我有一个matlab函数,它返回效用值U(h1, h2),该值取决于两个人h1和h2的工作时数。每个人最多可以工作3500小时。
如何以最佳方式编写此代码?对于只有一个人,我只将函数从输入值0到3500循环到矩阵中,并在矩阵中找到最大值。但是现在我有两个值可以取值0到3500,并希望根据这些值找到函数的最大输出。
我会非常感谢任何帮助!
编辑: 对不起,迟到了!到目前为止,我还没有时间研究这个问题。
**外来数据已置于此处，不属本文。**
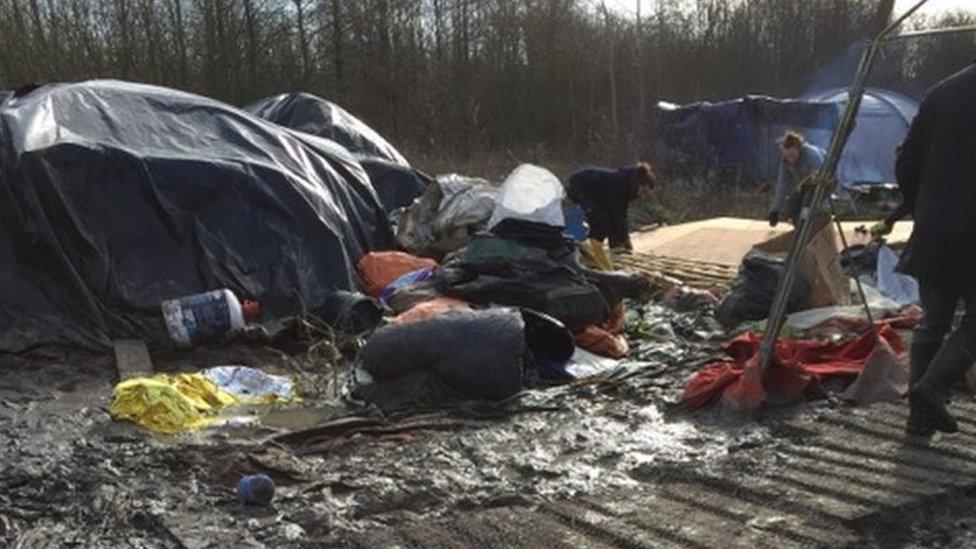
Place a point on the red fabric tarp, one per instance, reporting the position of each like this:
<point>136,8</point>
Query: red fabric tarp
<point>795,374</point>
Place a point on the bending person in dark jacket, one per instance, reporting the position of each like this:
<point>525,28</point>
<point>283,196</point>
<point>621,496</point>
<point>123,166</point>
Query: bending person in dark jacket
<point>799,160</point>
<point>604,194</point>
<point>936,171</point>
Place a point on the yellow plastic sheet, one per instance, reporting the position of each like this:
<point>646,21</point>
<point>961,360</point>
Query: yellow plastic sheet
<point>169,404</point>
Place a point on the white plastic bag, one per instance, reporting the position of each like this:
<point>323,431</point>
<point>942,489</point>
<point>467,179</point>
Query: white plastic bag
<point>530,193</point>
<point>898,287</point>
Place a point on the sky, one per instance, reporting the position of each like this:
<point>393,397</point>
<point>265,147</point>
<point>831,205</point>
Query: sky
<point>933,6</point>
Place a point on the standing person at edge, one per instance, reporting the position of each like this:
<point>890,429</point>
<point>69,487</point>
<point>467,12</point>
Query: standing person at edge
<point>800,159</point>
<point>604,194</point>
<point>936,172</point>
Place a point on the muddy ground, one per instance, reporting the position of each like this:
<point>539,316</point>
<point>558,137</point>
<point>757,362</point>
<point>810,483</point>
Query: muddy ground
<point>73,477</point>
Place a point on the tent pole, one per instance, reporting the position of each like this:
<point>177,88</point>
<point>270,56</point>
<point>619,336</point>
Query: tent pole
<point>823,185</point>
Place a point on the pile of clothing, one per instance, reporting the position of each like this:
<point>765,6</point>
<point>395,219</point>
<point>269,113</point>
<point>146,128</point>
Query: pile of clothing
<point>508,307</point>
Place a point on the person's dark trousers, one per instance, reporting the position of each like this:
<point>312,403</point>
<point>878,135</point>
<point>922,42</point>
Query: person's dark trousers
<point>939,363</point>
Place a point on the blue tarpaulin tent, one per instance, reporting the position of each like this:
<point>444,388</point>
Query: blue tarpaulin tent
<point>737,138</point>
<point>882,123</point>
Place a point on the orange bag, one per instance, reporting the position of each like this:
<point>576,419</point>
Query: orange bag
<point>430,309</point>
<point>379,269</point>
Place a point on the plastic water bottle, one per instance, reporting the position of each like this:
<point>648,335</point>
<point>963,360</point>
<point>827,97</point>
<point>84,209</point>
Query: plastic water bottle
<point>198,317</point>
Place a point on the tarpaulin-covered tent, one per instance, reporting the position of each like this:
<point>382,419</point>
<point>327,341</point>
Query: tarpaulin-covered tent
<point>739,136</point>
<point>116,196</point>
<point>397,185</point>
<point>882,124</point>
<point>311,114</point>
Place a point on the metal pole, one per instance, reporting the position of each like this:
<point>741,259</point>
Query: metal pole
<point>823,186</point>
<point>931,32</point>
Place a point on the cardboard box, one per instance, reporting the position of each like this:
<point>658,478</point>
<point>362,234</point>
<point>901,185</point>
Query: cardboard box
<point>819,264</point>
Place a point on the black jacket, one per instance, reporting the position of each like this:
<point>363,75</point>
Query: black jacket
<point>609,191</point>
<point>936,172</point>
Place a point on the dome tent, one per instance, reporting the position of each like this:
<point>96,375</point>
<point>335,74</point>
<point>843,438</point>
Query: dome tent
<point>116,196</point>
<point>882,124</point>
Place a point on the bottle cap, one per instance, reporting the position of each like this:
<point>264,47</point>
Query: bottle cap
<point>251,309</point>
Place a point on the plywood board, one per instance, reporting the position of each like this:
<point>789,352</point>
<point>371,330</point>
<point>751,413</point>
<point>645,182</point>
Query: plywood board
<point>726,240</point>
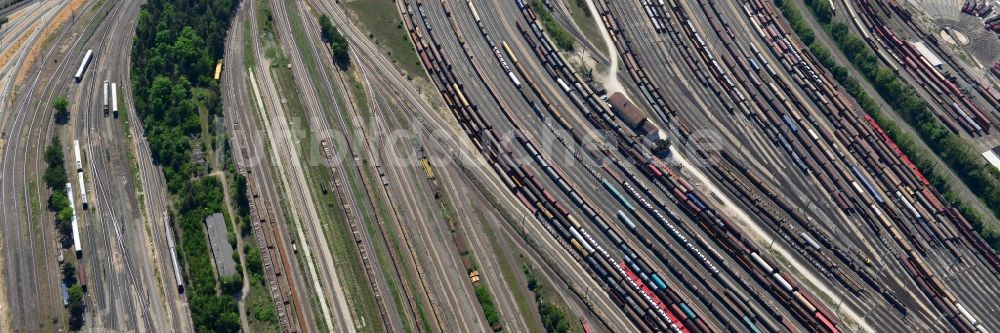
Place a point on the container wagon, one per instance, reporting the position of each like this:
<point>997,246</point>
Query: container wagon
<point>173,254</point>
<point>114,100</point>
<point>83,190</point>
<point>83,65</point>
<point>75,226</point>
<point>76,152</point>
<point>105,98</point>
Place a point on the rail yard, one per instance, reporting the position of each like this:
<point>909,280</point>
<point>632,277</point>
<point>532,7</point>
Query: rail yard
<point>514,165</point>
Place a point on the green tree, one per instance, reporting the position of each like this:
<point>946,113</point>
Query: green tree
<point>69,273</point>
<point>58,201</point>
<point>61,104</point>
<point>338,44</point>
<point>55,178</point>
<point>231,285</point>
<point>76,306</point>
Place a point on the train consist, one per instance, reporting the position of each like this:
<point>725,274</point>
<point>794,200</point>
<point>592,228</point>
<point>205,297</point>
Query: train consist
<point>173,253</point>
<point>113,100</point>
<point>781,90</point>
<point>77,247</point>
<point>79,173</point>
<point>87,58</point>
<point>928,219</point>
<point>800,302</point>
<point>957,110</point>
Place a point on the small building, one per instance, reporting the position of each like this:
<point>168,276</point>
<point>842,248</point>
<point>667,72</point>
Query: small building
<point>928,54</point>
<point>222,251</point>
<point>634,117</point>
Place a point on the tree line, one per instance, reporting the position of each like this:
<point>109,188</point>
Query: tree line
<point>959,154</point>
<point>173,58</point>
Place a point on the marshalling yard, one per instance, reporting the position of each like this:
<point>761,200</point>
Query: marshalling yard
<point>510,165</point>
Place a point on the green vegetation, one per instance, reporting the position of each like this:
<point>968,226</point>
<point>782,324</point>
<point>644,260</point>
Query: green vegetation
<point>956,152</point>
<point>56,179</point>
<point>387,29</point>
<point>61,104</point>
<point>260,310</point>
<point>337,42</point>
<point>562,38</point>
<point>486,301</point>
<point>174,54</point>
<point>554,318</point>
无论如何,这是代码:
function Test
global LocalTaxRate
global StateTax1Rate
global StateTax2Rate
LocalTaxRate = 0.3212; %Average 2017
StateTax1Rate = 0.25;
StateTax2Rate = 0.05;
h = [0 0]; % start value
lb = [0 0]; % lower bound of h
ub = [3500 3500]; % upper bound of h
myFun = @(h) -CalcUFamily(h(1), h(2)); % function to minimize with one input
Uoptimal = fmincon(myFun, [1000 1000], [], [], [], [], lb, ub)
end
function UFamily = CalcUFamily(hh,hw) %h = male, w = wife
(bunch of code until this step, which is the relevant one)
YearlyWorkIncomeHusband = WageHH * hh;
C = YearlyWorkIncomeHusband + MonthlyTaxableTransfers * 12 - CalcTaxSwe(YearlyWorkIncomeHusband + MonthlyTaxableTransfers * 12, YearlyWorkIncomeHusband, Age) + MonthlyNonTaxableTransfers * 12; %Netincome husband
YearlyWorkIncomeWife = WageHW * hw;
C = C + YearlyWorkIncomeWife + MonthlyTaxableTransfers * 12 - CalcTaxSwe(YearlyWorkIncomeWife + MonthlyTaxableTransfers * 12, YearlyWorkIncomeWife, Age) + MonthlyNonTaxableTransfers * 12; %Netincome husband + wife
UFamily = alpha1 * log10(C/100000) + alpha11 * (log10(C/100000)^2) ...
+ alpha2 * (log10(T/1000-hh/1000)) + alpha22 * (log10(T/1000-hh/1000))^2 + alpha12 * log10(C/100000) * (log10(T/1000-hh/1000)) * 2 ... %husband
+ alpha3 * (log10(T/1000-hw/1000)) + alpha33 * (log10(T/1000-hw/1000))^2 + alpha13 * log10(C/100000) * (log10(T/1000-hw/1000)) * 2 ... %wife
+ alpha23 * (log10(T/1000-hh/1000)) * (log10(T/1000-hw/1000)) ... %common leisure parameter
- alpha4 * Psa - bfc * Dw; %Dummies
end
答案 0 :(得分:1)
您可以使用两种方法来解决您的问题:
生成2D网格并找到全局最大值
[h1, h2] = meshgrid(0:100:3500);
Uoptimal = max(max(U(h1, h2))
使用多变量最小化求解器,例如fmincon
h = [1000 1000]; % start value
lb = [0 0]; % lower bound of h
ub = [3500 3500]; % upper bound of h
Uoptimal = fmincon(@(h1, h2) -U(h1, h2), h, [], [], [], [], lb, ub);
请注意,我最小化-U,这与最大化U相同。
方法1将为您提供全局最大值,但是获得准确结果的速度相当慢。方法2非常准确,但可能会陷入局部最大值,具体取决于效用函数U的起始值和凸度。